Well, a review into what exactly caused the economic breakdown that is affecting the world at the moment was commissioned and has been completed by Lord Turner, who’s the UK’s Chairman of the Financial Services Authority. He has looked right into the heart of the issue to determine how we have ended up in this mess, and how we can protect ourselves from ever falling foul of such a crisis again.
And the good news is, (if there is any at all!), that offshore tax havens are actually innocent in terms of the global financial crisis. Whilst certain financial institutions within offshore tax havens have collapsed and/or added to the global crisis - Kaupthing Singer & Friedlander, Isle of Man (KSFIOM) most notably – the havens themselves are not central or even contributory factors to the dire economic state we are now all in, apparently.

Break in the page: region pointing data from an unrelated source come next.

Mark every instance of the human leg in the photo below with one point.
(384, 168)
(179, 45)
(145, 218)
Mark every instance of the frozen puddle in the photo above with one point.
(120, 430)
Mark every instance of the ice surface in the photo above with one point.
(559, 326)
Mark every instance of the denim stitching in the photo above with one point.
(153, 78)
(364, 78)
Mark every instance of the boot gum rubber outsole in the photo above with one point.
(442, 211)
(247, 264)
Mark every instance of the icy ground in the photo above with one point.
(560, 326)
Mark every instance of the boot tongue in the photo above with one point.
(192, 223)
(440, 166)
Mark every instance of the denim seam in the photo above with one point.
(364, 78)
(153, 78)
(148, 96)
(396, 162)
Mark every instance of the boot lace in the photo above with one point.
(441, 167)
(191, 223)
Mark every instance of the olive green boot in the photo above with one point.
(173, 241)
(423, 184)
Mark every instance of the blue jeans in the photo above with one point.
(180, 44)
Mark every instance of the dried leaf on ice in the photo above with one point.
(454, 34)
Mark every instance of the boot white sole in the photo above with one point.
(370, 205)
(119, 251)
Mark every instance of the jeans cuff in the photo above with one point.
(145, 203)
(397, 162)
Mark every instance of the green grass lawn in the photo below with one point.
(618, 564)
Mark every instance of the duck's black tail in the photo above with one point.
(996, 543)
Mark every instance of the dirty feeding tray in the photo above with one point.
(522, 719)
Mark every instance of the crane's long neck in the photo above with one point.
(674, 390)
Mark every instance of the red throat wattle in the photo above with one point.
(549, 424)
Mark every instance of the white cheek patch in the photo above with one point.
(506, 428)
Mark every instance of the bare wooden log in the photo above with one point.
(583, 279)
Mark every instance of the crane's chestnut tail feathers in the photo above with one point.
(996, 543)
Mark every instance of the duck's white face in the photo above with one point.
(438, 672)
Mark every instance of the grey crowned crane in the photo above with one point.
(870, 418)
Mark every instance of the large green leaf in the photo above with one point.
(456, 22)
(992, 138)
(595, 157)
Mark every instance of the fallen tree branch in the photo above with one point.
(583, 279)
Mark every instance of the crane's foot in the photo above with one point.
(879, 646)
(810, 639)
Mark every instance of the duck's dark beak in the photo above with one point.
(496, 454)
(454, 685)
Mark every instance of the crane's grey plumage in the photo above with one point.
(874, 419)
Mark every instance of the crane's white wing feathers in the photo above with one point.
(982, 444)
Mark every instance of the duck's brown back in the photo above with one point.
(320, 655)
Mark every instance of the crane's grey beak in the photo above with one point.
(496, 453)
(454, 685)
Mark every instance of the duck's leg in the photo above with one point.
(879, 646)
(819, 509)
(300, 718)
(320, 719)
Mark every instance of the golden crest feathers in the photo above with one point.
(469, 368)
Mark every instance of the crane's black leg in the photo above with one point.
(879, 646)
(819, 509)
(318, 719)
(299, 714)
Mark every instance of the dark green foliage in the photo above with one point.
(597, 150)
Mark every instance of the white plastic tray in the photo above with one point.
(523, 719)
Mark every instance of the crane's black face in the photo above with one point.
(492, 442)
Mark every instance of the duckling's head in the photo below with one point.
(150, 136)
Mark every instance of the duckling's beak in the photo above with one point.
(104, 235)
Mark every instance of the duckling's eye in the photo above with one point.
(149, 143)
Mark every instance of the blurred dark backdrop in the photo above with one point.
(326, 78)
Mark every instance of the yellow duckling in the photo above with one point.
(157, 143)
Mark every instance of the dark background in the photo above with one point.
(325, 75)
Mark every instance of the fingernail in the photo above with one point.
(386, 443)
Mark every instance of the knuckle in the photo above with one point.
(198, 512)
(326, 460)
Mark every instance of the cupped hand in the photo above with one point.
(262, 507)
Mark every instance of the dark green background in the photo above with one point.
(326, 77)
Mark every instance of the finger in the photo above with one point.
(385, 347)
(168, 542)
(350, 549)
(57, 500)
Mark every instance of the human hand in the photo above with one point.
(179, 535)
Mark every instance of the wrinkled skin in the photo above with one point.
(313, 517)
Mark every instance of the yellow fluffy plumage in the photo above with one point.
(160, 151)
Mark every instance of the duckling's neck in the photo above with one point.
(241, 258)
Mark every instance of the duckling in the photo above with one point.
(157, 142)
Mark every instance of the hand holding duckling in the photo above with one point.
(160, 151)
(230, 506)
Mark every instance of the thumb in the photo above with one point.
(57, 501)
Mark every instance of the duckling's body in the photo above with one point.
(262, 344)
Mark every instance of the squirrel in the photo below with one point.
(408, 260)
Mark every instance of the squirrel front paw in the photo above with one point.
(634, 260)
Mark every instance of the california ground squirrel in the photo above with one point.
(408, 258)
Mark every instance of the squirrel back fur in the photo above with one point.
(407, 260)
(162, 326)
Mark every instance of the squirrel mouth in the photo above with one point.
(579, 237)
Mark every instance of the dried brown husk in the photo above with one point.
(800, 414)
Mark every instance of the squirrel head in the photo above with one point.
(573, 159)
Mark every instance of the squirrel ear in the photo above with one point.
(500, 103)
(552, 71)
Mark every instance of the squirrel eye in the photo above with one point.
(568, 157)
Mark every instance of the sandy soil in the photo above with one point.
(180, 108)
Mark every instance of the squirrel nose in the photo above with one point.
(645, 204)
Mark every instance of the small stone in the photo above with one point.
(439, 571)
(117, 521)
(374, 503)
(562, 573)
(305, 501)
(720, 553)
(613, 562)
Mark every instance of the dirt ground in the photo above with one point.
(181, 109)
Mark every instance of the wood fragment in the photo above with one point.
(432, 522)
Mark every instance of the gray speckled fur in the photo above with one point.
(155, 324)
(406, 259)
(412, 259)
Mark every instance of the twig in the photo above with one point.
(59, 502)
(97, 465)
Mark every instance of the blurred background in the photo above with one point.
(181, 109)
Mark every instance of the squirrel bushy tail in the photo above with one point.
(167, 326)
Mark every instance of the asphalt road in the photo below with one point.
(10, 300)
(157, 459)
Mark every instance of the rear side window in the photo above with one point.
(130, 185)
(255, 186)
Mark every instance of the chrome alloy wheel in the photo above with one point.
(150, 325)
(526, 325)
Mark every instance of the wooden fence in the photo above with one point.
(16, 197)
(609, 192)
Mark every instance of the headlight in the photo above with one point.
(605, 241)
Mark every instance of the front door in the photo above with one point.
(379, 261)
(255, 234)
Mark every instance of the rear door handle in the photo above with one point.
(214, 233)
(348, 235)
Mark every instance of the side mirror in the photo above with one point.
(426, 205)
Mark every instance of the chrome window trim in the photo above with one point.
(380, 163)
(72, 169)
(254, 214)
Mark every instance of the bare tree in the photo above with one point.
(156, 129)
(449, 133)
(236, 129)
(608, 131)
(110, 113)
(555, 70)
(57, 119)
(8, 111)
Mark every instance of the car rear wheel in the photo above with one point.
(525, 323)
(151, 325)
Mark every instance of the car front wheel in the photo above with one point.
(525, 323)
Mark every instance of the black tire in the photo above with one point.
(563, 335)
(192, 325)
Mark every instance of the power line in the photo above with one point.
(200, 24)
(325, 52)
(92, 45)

The report commissioned to try and determine how this global economic situation has arisen is entitled the ‘Review of Global Banking Regulation;’ as stated, it was completed by the UK’s own Lord Adair Turner, and his findings are probably what we all expected to read. “Many of the problems arose from the inadequate regulation of the trading activities of banks through onshore legal entities in major financial centres such as London or New York.” He goes on to explain quite clearly that “it is important to recognise the role of offshore financial centres was not central to the origins of the current crisis.”
Therefore, those who continue to muck rake and slate offshore tax havens for corrupting economies of the world and for causing great disharmony economically speaking, clearly do not have a leg to stand on! The findings of Lord Turner’s review do go on to insist that greater regulatory harmony will have to exist between onshore and offshore havens in the future – but thanks to the OECD and G20 nations, this is already coming into effect. Exchange of taxation information for individuals between nations is already happening – and so it is up to the financial institutions themselves to be clearer about what they and their employees are up to with our money, rather than what we as individuals are doing to get the best returns on our saved capital.
At Shelter Offshore we couldn’t be more pleased that this review has taken place and attempted to lay blame clearly where it is due. I.e., at the feet of those who failed to regulate financial institutions effectively, and also at the feet of those who exploited the lack of regulations for their own gains.